Dal 1976, per sei o sette anni, non ho ascoltato un disco di musica occidentale. Credo di aver avuto accesso alla maggior parte della musica del bacino Mediterraneo sino ad allora pubblicata, ascoltando un totale di 2000 dischi.
Ecco perché il progetto “Creuza de ma” si è sviluppato in modo così spontaneo e naturale: tutte le mie conoscenze si sono fuse con la mia sensibilità musicale. E secondo me, questo è l’unico modo che un occidentale ha per confrontarsi seriamente con le musiche del mondo. Perché, o sei un autoctono (e in questi ci metto anche i Muddy Waters o i Chieftains, e cioè musicisti occidentali ma di matrice tradizionale) e allora non hai bisogno di studiare (un africano non ha bisogno di fare un corso di cucina africana per far da mangiare…), o sei un istintivo incontaminato (ma dopo Jimi Hendrix ne ho visti pochi …), oppure sei costretto ad arrivare alla musica attraverso l’apprendimento: e dunque sei un musicista ‘colto’ (nel senso del metodo). Ecco perché è più facile che un occidentale (che nasce già con un background metodologico colto) si avvicini alla world music piuttosto che il contrario.
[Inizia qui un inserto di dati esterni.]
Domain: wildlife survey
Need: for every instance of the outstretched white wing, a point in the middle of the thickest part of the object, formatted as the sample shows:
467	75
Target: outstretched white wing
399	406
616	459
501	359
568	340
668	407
E’ l’approccio turistico quello da evitare e condannare. Quello cioè che porta alcuni a infilarsi una camicetta a fiori, a ballare il merengue sentendosi di colpo proiettati nella cultura latino-americana. Dei 2000 anni di storia e della complessità di quella cultura, però, non gliene può fregare di meno.
Questo, a volte, è accaduto anche nella musica. Quando le musiche del mondo vengono trattate come elemento ornamentale di un impianto compositivo che non si modifica, non cresce e non si fonde con la nuova realtà culturale, allora si sta compiendo un’opera di colonizzazione artistico-musicale.
Al contrario, se invece le musiche del mondo sono trattate con il dovuto rispetto, allora non ci sono limiti alla contaminazione. Se non quelli legati al gusto estetico, al rispetto dei meccanismi espressivi di ogni cultura e all’onestà nella citazione delle fonti. Rubare o meglio copiare (anche in campo artistico) è sempre una cosa brutta. Non lo è più nel momento in cui uno lo dichiara: la citazione delle fonti è, anch’essa, una forma di rispetto.”
Trovo che Pagani faccia un discorso perfettamente lucido e responsabile. Sia perché pone l’accento sulla dipendenza tra il processo di apprendimento e la consapevolezza di fondo di un musicista, sia perché fa una chiara distinzione tra integrazione e colonizzazione musicale. Una differenza che oltre all’aspetto sociale, comporta conseguenze fondamentali anche sul piano artistico.
Ecco allora che le musiche popolari sono vere e proprie risorse che, prima ancora di essere integrate con il nostro presente, necessitano di essere preservate. E la preservazione delle musiche popolari non è possibile senza la conoscenza della loro storia e dei loro usi.
E dunque … al lavoro! Prossimamente inizierò a pubblicare una serie di articoli attraverso i quali andremo alla scoperta della tradizione delle musiche popolari in Italia e nel mondo. Un viaggio virtuale entusiasmante che voglio condividere con te … a presto!